Q15: "Since the QSW distance does not require resampling the set of projecting directions at each evaluation time, it is faster to compute than the SW distance if QMC point sets have been constructed in advance": I guess we could also use the same samples for the evaluation of different SW (even though I agree this is not really in the spirit of the computation of SW).
A15: Thank you for your insightful comment. We can use a fixed Monte Carlo sample for SW at multiple evaluation times. However, it is equivalent to QMC with a not-good sequence in terms of uniformity as demonstrated in Figure 1 (Figure 5 in the revision). Moreover, we actually do not recommend using deterministic approximation since it is not good for stochastic optimization problems and cannot provide confidence intervals for the population value as mentioned in Q2 by Reviewer QEcr.

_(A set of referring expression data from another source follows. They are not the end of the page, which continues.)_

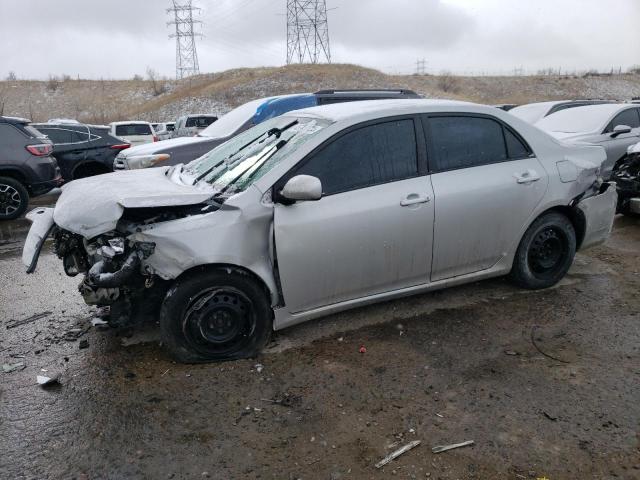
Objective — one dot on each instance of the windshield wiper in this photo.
(274, 131)
(255, 166)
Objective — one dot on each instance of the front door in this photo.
(371, 232)
(486, 184)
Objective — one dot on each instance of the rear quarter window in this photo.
(465, 142)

I thank the authors for their response.They address my questions. Thus, I will leave my score unchanged.
Thank you again for your insightful feedback.
Best regards,
This work proposes several novel approximations for the calculation of Sliced Wasserstein distance. Prior works relied on Monte Carlo approximation of expectation in calculating SW distance. The authors propose to substitute it with Quasi-MC approximation of expectation which results in lower approximation error. The main idea behind it is to pick a deterministic set of uniformly distributed points (low-discrepancy sequences) instead of sampling them randomly as in standard MC. The authors propose and evaluate four different strategies to obtain these low-discrepancy sequences on the unit hypersphere, all suitable for QMC calculation of SW distance. They prove that QSW converges to SW in the case of infinite integration points.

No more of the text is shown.